« Le Circuit du Trésor », quand les banques travaillaient pour l’intérêt général
baptiste p 13 février 2018

Temps de lecture : 8 minutes

Comme nous l’avons vu lors des deux premiers articles de Cash Machine, aujourd’hui pour se financer, les États doivent faire appel aux marchés financiers. Et ces marchés financiers sont totalement hors de contrôle. Mais il n’en a pas toujours été ainsi. Durant les fameuses « Trente Glorieuses » en France, les banques étaient publiques et l’État seul souverain en matière monétaire. Cette période fut l’une des plus prospère de l’histoire économique française. Retour, donc, sur la pierre angulaire de ce modèle économique, le circuit du trésor public, un système qui mettait les banques au service de l’intérêt général.


–LE CNR ET SON PROGRAMME ÉCONOMIQUE

Pour comprendre la recette du succès des « Trente Glorieuses », il faut comprendre le contexte politique d’après-guerre, un contexte prompt aux avancées sociales. En effet, alors que la France vivait sa libération en 1945, le Conseil National de la Résistance (CNR) fut chargé d’assurer la transition politique. Ce CNR comportait les mouvements de résistance intérieure, les deux grandes confédérations syndicales de l’époque (CGT et CFTC) et six représentants des principaux partis politiques reconnaissant la France Libre du général de Gaulle. Le spectre de ces partis allait de l’extrême droite anti-allemande, jusqu’au Parti Communiste Français. Et dans tous ces partis, c’est le PCF qui pèse le plus. Armés jusqu’aux dents, les communistes avaient acquis une forte légitimité du fait de leurs activités au sein de la résistance.

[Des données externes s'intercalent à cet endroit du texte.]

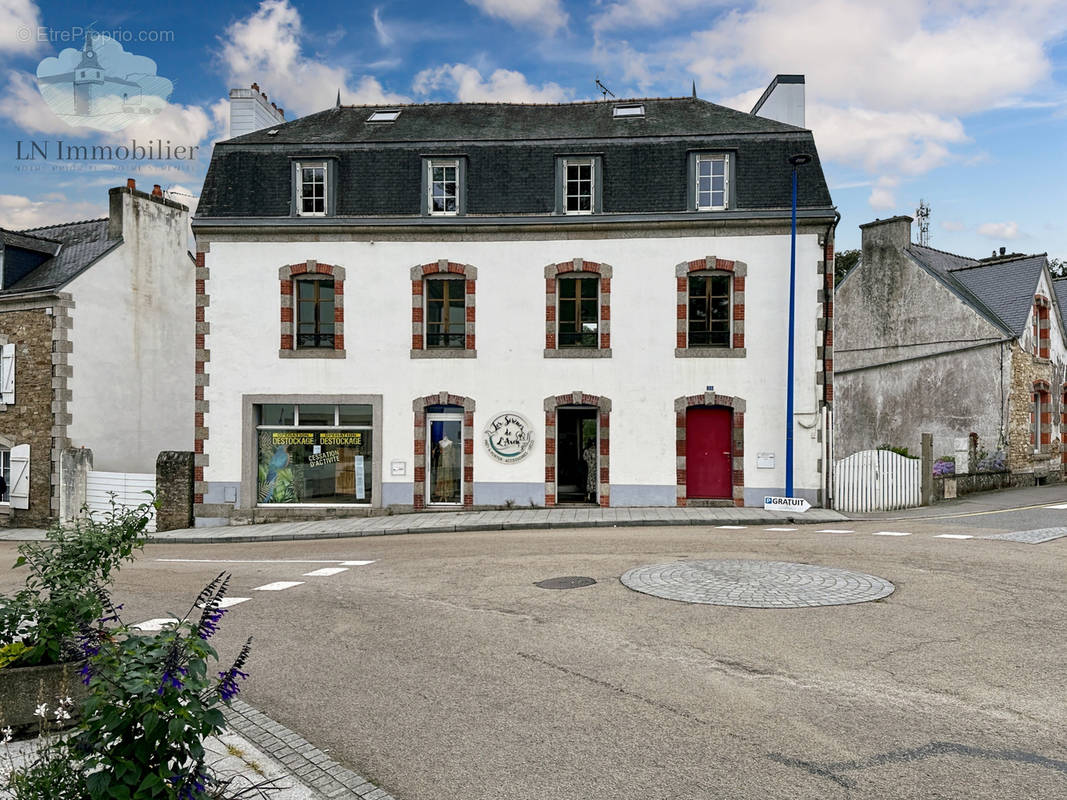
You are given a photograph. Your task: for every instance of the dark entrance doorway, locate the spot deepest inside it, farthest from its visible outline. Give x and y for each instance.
(577, 464)
(709, 456)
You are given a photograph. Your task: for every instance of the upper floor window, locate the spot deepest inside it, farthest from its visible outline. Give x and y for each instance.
(443, 186)
(312, 188)
(712, 182)
(315, 313)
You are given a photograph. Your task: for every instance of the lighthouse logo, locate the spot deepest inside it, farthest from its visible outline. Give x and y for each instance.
(101, 85)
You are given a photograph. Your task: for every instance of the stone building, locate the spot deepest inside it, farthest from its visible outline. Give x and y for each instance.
(459, 305)
(928, 341)
(96, 326)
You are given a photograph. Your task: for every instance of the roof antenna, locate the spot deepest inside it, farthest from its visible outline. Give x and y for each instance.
(923, 216)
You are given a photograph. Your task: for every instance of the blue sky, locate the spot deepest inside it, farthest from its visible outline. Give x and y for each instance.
(960, 104)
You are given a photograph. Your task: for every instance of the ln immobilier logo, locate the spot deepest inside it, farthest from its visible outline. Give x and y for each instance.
(101, 85)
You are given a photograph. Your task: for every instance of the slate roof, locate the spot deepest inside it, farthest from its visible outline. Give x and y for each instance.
(510, 152)
(80, 244)
(1001, 290)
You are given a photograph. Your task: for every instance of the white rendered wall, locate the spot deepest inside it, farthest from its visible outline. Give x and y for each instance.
(510, 372)
(132, 337)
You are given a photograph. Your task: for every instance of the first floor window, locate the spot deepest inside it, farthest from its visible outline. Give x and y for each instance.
(444, 187)
(315, 313)
(578, 312)
(314, 453)
(312, 200)
(710, 310)
(712, 189)
(445, 313)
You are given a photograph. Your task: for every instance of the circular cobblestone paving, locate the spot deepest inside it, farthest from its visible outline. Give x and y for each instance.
(757, 584)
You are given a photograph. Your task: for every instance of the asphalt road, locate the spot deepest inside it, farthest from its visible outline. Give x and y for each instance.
(441, 671)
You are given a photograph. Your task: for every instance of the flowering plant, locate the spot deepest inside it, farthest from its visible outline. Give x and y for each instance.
(152, 703)
(65, 590)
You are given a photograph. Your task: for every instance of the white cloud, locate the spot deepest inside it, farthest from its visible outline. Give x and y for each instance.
(503, 85)
(882, 197)
(18, 211)
(18, 32)
(266, 48)
(545, 15)
(1000, 230)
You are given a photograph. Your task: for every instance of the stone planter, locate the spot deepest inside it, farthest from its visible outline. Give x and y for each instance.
(24, 688)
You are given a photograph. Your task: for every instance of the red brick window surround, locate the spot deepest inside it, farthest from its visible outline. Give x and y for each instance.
(288, 277)
(419, 405)
(603, 406)
(682, 405)
(1040, 417)
(706, 267)
(570, 298)
(463, 278)
(1040, 317)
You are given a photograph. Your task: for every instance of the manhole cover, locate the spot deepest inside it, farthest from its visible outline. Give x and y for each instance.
(571, 581)
(755, 584)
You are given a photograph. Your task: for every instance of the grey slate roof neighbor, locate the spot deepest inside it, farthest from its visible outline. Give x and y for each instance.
(1002, 290)
(510, 153)
(80, 244)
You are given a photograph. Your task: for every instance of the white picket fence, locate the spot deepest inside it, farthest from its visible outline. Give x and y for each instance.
(128, 490)
(877, 480)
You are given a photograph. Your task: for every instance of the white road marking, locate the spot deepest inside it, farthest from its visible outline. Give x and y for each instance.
(156, 624)
(236, 561)
(277, 586)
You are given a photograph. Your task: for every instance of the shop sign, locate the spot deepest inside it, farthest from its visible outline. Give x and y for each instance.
(508, 437)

C’est pourquoi le programme de ce rassemblement qu’était le CNR eut une teinte très sociale et progressiste. Intitulé « Les Jours Heureux par le C.N.R. », il cherchait à inclure les citoyens dans les grandes décisions de la nation. On pense par exemple à l’inclusion des femmes dans la vie politique par l’instauration d’un vrai suffrage universel, en opposition avec celui instauré en 1848, qui n’était que masculin. L’objectif était aussi d’émanciper les citoyens des forces d’argent. Pour cela, il était prévu toute une batterie de mesures sociales. En premier lieu une augmentation importante des salaires et surtout « un plan complet de sécurité sociale, visant à assurer à tous les citoyens des moyens d’existence, dans tous les cas où ils sont incapables de se le procurer par le travail, avec gestion appartenant aux représentants des intéressés et de l’État ». La sécurité sociale voit le jour et les retraites sont généralisées.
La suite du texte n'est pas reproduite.